Implications of the Iran Agreement
It is too soon to measure the long-term effects of the Iran battle on the US political scene. But the importance of the event cannot be underestimated. As Elizabeth Drew wrote in the New York Review of Books, “The fight in Congress over the Iran deal will go down as one of the major foreign policy struggles in this country’s history. Legislative fights involving grave issues of the security of this nation are supposedly conducted on a higher level than more typical legislation. But never before in memory was the vitriol so strong as it was in this one.”
She went on to write: “Until this fight AIPAC was seen as a fearsome organization with the muscle and money to almost always get its way with Congress. […] Until this fight, AIPAC had acted as a bipartisan organization, but in vehemently opposing the deal it became an ally of the Republicans in a highly partisan fight.”
At the very least, AIPAC’s myth of invincibility has been shattered, as has the notion that supporting Israel requires politicians as well as the American-Jewish community to unquestioningly support the Israeli government. The way is now open to a more nuanced concept of what support of Israel can and should entail, similar to that proposed by J Street.
No State, One State, Two States?
Although there is much talk of healing the divide, bringing the community back together and binding up the wounds, the 2016 presidential election campaign promises to highlight more divisions and more hard feelings. Until now, the official political platforms of both parties have expressed support for the two-state solution. It is an open question whether the Republican platform next year will continue to do so.

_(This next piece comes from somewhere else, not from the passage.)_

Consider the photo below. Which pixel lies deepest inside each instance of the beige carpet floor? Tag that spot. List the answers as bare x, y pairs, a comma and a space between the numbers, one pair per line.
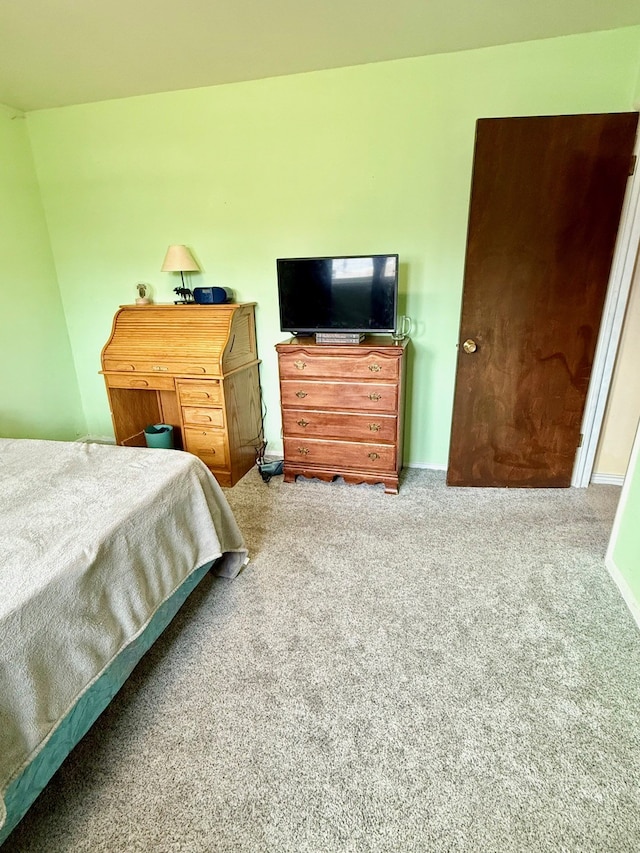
442, 670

Adelson himself is fiercely opposed to the creation of a Palestinian state and so are several of the Republican presidential candidates who now echo the rhetoric of the settlement movement arguing that the whole of the Land of Israel was given to the Jewish people by God.
Of course, on the left there are also those who have given up on a two-state solution and now advocate a bi-national state. Such a scenario would spell the end of the Zionist dream of having one country in the world where Jews can express their right to self-determination and take control of their collective fate as a nation.
The recent international record of binational states indicates that the trend seems to move toward more separation, either peacefully as in the case of the Czech Republic and Slovakia, or through war, as in the case of the former Yugoslav Republics. Even long-established states like Great Britain and Belgium are being strained by nationalist and separatist sentiment. Therefore, it seems overly optimistic- to say the least- to imagine Israelis and Palestinians coexisting peacefully in a country that belongs to neither one of them. A two-state solution remains the only workable solution because it gives both people what they want and need, namely a country and homeland of their own.
Recent trends in the US-Israeli relationship seem gravely worrisome for many Israelis who know that the United States remains their most reliable international ally. However, they may in fact pave the way for a more honest and nuanced relationship both between American Jews and Israel and US politicians and the Jewish state. Such a relationship would be based on unquestioned support for the security and safety of Israel and a commitment to the wellbeing and success of the nation. But it would not include support for the settlement movement or a permanent continuation of the Occupation.